This clearly was a crude proxy for what we actually would have needed to have the exact definition of the diseases, ideally, annotated in an interoperable way using technologies and this is basically what we've developed. So we're using FIRE, which is the most accepted terminology approach really around the world, which allows you to catalog certain responses. Instead of saying anosmia, which is the loss of sense smell, it has a specific code attached to it. This code is universal and it's relatively straightforward to just type in the free-text and then the tool that we've developed automatically converts that into the right code and this should be the information that is recorded. Similarly, in the future, what kind of vaccines a person has received and so on. And then from there we can identify, or we can run the analysis of saying, 20,000 letters in the SARS-CoV-2 genome, so the COVID virus genome, any one of those mutations is it associated with how relevant or how infectious a certain strain is or whether it has a different disease progression, or it might be whether it's resistant to a certain vaccine.

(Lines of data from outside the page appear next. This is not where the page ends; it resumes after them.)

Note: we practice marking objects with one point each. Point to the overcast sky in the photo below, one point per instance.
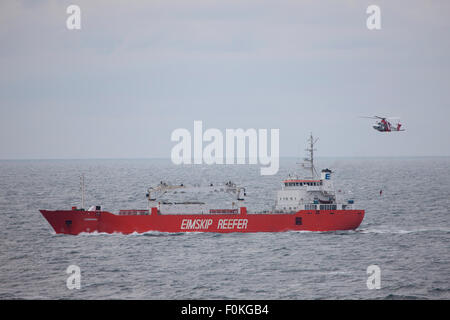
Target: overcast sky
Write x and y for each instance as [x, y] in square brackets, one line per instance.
[137, 70]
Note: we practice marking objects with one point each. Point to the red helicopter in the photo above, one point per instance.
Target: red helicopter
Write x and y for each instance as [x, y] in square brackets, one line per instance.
[384, 125]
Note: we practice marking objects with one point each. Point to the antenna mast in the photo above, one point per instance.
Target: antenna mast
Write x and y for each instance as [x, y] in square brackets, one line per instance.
[82, 190]
[310, 160]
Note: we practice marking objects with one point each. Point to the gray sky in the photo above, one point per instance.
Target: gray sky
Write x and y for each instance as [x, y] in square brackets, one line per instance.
[137, 70]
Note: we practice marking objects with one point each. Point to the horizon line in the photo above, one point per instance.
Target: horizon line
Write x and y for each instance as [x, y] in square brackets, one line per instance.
[168, 158]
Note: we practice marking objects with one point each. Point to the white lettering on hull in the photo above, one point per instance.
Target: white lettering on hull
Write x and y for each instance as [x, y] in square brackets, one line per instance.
[204, 224]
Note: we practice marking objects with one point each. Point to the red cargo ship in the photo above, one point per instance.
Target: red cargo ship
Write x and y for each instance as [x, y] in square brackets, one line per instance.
[309, 204]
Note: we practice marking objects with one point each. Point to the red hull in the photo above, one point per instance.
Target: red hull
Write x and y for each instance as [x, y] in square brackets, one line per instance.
[75, 221]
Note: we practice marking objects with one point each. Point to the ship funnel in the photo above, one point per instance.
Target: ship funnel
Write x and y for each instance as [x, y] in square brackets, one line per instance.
[326, 174]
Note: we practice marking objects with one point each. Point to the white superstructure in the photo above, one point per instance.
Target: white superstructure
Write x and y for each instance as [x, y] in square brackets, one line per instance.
[311, 193]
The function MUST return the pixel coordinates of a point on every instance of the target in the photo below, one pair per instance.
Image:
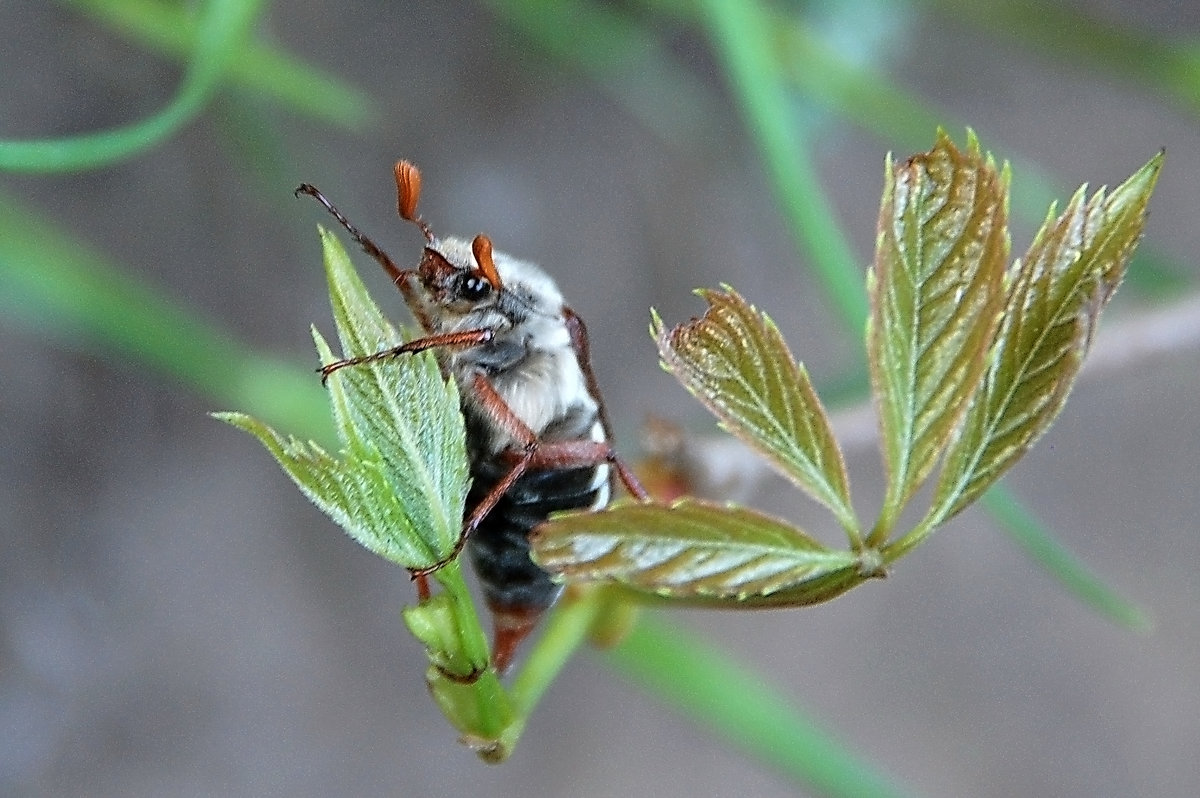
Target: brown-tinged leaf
(696, 551)
(735, 361)
(1055, 297)
(936, 292)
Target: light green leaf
(1055, 297)
(936, 291)
(735, 361)
(353, 492)
(695, 551)
(400, 484)
(402, 406)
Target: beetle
(538, 436)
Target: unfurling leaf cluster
(397, 487)
(971, 359)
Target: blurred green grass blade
(1039, 545)
(60, 288)
(747, 712)
(622, 57)
(742, 35)
(261, 69)
(221, 30)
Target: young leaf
(1054, 301)
(936, 291)
(735, 361)
(696, 551)
(400, 485)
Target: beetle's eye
(474, 288)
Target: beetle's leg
(463, 340)
(579, 333)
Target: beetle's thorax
(529, 360)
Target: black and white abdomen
(499, 549)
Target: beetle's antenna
(408, 193)
(367, 245)
(481, 247)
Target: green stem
(747, 712)
(171, 30)
(745, 43)
(222, 28)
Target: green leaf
(1055, 297)
(936, 291)
(735, 361)
(400, 485)
(691, 550)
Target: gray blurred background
(177, 619)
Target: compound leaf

All of these is really critical, but because there 20,000 letters these associations can be very [spiries 00:32:49]. In order to get to a statistical significant level, we do need to have a lot of data and currently, this data is just not available. Like we went through and we looked for the annotations where we had good quality data of how the patient was going. I think we ended up with 500 instances out of the 200,000 that was submitted back then that were good enough annotated in order to do this association analysis of saying that mutation is associated with an outcome. And while we found some association specifically in the spike protein that would be affecting how virulent or what kind of disease this particular strain could cause, it definitely was not statistically significant. So we definitely need to repeat that once we have more data and better-annotated data.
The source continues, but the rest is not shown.